DQN example from PyTorch diverged!

What was the final consensus? I’ve tried most of the suggestions here with no improvements:

  • changed pixels to gym environment
  • tried mse loss
  • tuned learning rate, 0.001, 0.0001
  • changed target network update cycle, 10, 100, 1000
    None of these worked, and the average duration stays around 20 timesteps.
    Even with the original PyTorch implementation, at max it stays at 50 timesteps average duration.

Cannot say it’s solved. But a working version can be found at https://github.com/tqjxlm/Simple-DQN-Pytorch.

It’s not deterministic, I restarted several times to get a good result.

  • The 100 episode mean reached 200 after 700 episodes and reached 500 later
  • It uses 3 stacked frames of rendered pixels as input
  • It uses prioritized replay memory, double DQN and duelling DQN
  • It uses MSE loss and Adam optimizer
  • It does not converge, and not diverge neither. The 100-mean keeps above 200 after it gets there
  • Other hyperparameters can be found at the Github page

That is a dueling DQN, not the DQN from the Atari/nature paper.
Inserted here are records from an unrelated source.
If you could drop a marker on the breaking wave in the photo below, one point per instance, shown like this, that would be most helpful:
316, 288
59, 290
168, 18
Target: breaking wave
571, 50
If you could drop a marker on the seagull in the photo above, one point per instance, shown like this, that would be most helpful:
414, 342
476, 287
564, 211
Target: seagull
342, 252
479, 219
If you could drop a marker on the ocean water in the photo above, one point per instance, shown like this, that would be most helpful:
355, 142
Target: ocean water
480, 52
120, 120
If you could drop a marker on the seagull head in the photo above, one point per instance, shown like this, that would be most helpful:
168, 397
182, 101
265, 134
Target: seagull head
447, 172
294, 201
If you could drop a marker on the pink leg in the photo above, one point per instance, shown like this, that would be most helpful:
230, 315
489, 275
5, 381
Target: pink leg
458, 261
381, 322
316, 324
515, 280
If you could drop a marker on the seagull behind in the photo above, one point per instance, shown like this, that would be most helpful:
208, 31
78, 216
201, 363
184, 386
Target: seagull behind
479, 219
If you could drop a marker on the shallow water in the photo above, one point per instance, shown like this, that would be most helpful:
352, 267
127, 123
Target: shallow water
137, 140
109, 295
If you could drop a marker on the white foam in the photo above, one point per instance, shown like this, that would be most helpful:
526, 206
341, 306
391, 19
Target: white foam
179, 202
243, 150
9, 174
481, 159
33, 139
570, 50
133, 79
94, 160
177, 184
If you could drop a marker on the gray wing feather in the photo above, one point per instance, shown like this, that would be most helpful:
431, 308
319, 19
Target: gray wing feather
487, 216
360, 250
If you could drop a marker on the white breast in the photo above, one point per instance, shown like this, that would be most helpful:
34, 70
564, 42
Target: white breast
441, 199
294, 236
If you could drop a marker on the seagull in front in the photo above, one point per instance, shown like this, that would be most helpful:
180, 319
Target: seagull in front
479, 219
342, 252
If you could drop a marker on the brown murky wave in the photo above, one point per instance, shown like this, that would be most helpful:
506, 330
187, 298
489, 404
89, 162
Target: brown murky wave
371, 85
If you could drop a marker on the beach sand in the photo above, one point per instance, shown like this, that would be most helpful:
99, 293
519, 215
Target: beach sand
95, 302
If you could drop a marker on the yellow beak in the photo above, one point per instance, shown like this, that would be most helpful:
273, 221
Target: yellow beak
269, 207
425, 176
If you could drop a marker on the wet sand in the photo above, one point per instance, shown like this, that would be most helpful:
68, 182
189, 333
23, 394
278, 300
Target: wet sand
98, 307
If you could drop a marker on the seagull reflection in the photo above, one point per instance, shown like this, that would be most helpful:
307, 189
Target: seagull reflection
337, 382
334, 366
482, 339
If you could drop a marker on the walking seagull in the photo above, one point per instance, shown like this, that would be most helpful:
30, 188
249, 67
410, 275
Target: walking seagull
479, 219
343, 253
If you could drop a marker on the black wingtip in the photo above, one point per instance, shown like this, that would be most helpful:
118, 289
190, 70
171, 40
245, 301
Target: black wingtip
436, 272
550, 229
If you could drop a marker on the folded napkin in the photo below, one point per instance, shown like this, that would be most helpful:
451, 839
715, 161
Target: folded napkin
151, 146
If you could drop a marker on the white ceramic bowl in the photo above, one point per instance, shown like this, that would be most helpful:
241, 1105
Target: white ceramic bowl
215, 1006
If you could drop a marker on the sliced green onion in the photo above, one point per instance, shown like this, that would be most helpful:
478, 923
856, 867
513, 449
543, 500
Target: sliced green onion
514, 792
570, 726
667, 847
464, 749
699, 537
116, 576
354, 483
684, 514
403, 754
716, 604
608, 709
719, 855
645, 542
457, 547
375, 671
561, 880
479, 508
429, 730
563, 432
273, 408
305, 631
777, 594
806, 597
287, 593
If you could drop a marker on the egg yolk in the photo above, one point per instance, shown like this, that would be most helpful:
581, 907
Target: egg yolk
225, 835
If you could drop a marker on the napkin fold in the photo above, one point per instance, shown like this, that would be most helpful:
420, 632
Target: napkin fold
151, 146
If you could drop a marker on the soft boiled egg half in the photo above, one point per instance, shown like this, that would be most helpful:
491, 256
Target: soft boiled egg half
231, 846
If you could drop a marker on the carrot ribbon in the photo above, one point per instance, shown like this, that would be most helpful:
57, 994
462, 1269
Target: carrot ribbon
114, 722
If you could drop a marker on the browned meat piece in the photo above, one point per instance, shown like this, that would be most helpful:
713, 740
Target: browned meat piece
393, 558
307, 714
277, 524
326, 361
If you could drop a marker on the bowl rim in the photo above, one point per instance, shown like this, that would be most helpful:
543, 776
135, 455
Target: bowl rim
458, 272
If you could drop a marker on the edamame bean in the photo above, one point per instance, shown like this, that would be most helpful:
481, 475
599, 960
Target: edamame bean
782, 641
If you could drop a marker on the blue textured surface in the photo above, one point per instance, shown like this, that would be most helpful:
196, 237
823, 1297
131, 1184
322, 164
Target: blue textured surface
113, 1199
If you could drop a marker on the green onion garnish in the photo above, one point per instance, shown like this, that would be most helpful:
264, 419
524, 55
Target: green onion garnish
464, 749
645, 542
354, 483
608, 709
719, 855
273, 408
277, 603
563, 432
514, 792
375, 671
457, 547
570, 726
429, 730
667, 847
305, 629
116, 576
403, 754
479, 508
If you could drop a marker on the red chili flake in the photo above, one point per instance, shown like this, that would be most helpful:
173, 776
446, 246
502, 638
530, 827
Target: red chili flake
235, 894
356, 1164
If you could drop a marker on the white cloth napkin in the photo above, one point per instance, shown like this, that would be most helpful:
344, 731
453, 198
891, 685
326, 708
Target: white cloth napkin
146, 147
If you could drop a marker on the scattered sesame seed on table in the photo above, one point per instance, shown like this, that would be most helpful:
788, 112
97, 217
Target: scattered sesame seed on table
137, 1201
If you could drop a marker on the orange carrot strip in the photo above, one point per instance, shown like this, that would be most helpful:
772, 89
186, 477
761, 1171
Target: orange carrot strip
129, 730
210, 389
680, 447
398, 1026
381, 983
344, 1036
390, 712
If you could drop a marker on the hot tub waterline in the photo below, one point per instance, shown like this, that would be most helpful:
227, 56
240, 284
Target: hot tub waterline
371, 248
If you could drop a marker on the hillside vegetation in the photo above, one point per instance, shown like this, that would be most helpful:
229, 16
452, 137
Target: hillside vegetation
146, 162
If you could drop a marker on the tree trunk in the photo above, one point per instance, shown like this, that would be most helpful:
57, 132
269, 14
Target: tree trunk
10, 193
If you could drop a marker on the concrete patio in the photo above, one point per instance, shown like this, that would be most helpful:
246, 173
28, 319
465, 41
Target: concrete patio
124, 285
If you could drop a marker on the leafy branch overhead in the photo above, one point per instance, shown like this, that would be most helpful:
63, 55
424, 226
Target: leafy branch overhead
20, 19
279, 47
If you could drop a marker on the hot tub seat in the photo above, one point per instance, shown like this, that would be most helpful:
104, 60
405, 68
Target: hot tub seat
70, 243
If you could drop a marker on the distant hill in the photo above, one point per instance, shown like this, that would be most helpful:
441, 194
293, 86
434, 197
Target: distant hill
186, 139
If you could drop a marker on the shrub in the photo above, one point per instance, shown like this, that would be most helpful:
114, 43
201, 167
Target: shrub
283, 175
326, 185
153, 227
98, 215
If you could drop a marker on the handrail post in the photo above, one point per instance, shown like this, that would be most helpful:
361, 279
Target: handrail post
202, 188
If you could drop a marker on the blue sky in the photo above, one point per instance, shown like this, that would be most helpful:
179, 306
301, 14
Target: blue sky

In my case, L1 loss required much lower target network synchronization frequency for successful training.

In CartPole-v0 environment with numerical state representation (not the image one), L2 loss works well with synchronization every 100 frames, but L1 loss needed synchronization frequency >= 5000 in unit of frame.
Although I never tried with Huber loss, I think it would have basically same characteristic as L1 loss.